Retail gasoline prices have been stable over the last few days, though a busy maintenance season at the nation's refineries could create some supply-side pressures and support higher prices at the pump. File photo by John Angelillo/UPI | License Photo
Jan. 30 (UPI) -- U.S. gasoline prices remained stable over the weekend, though upcoming refinery maintenance is widely expected to lead to an increase over the coming weeks and months.
Motor club AAA listed a national average retail price of $3.50 for a gallon of regular unleaded gasoline on Monday, the same price as Friday, but 33 cents higher per gallon than one month ago.
Consumer-level prices are largely a reflection of global crude oil prices and those prices are on the decline. The price for Brent crude oil, the global benchmark for the price of oil, is down around 3% from week-ago levels and were trending sharply lower at the start of the trading day on Monday.
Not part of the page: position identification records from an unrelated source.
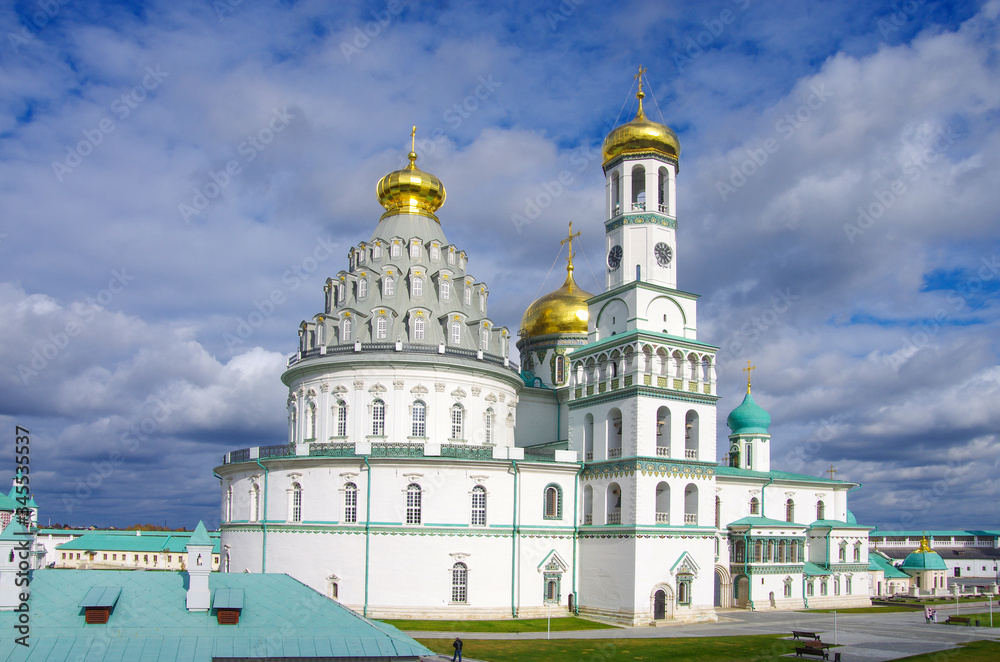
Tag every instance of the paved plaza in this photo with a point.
(857, 637)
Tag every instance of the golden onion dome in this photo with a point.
(410, 190)
(561, 312)
(641, 135)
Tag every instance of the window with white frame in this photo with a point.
(350, 503)
(414, 512)
(457, 418)
(419, 419)
(460, 583)
(478, 506)
(378, 419)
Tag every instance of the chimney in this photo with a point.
(199, 567)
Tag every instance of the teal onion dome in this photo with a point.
(749, 418)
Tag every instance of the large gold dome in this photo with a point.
(410, 191)
(641, 135)
(561, 312)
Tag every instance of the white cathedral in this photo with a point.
(427, 476)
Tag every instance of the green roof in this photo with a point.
(281, 618)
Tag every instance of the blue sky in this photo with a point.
(837, 215)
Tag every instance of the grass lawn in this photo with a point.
(974, 651)
(513, 625)
(753, 648)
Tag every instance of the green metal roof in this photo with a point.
(281, 618)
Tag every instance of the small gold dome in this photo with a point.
(410, 191)
(641, 135)
(561, 312)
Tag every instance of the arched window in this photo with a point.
(413, 508)
(553, 502)
(488, 421)
(378, 419)
(460, 583)
(254, 503)
(419, 417)
(340, 418)
(478, 506)
(457, 418)
(351, 503)
(295, 511)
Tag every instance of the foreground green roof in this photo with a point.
(281, 618)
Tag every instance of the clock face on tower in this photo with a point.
(615, 257)
(663, 254)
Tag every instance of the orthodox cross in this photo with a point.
(569, 240)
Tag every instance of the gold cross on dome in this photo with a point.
(569, 240)
(749, 369)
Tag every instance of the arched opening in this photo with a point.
(663, 432)
(662, 503)
(691, 504)
(614, 504)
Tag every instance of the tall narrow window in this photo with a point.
(419, 427)
(478, 506)
(457, 416)
(459, 583)
(413, 509)
(378, 418)
(351, 503)
(296, 509)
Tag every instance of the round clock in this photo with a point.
(663, 254)
(615, 257)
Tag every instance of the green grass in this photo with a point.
(752, 648)
(974, 651)
(512, 625)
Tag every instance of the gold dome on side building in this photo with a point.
(560, 312)
(641, 135)
(411, 190)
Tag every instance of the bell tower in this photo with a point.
(640, 169)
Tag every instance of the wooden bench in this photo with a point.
(799, 634)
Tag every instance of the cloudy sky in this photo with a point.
(167, 167)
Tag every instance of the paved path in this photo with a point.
(858, 637)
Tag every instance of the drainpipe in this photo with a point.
(263, 524)
(368, 519)
(576, 531)
(513, 546)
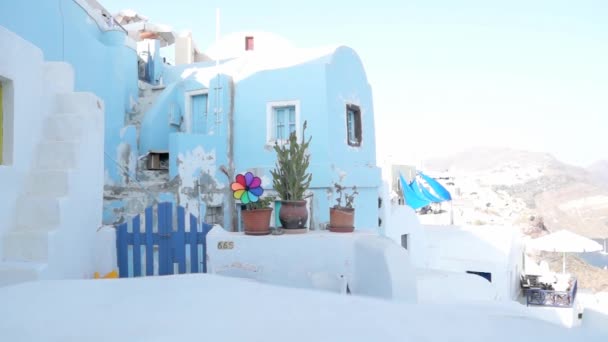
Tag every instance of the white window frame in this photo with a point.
(270, 106)
(188, 107)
But a busy period of scheduled refinery maintenance will limit what's available in terms of refined petroleum products. Refinery activity is already a bit sluggish. The Energy Department reported that refineries were operating at 86% of their peak capacity during the seven-day period ending Jan. 20, compared with 95.5% over the week ending Dec. 2.
Refiners later this spring, meanwhile, need to start making a summer-blend of gasoline, which is more expensive to make because of the additional processing steps needed to keep it from evaporating during warmer months.
All that should pass down to the consumer level by way of higher prices at the pump. Patrick DeHaan, the senior petroleum analyst at Chicago-based GasBuddy, told UPI last week that the only question is when, not if, the price at the pump hits $4 per gallon.
That, however, would still be a relief from the $5 high reached last year. The federal government expects an average of $3.32 per gallon this year, compared with $3.97 for 2022.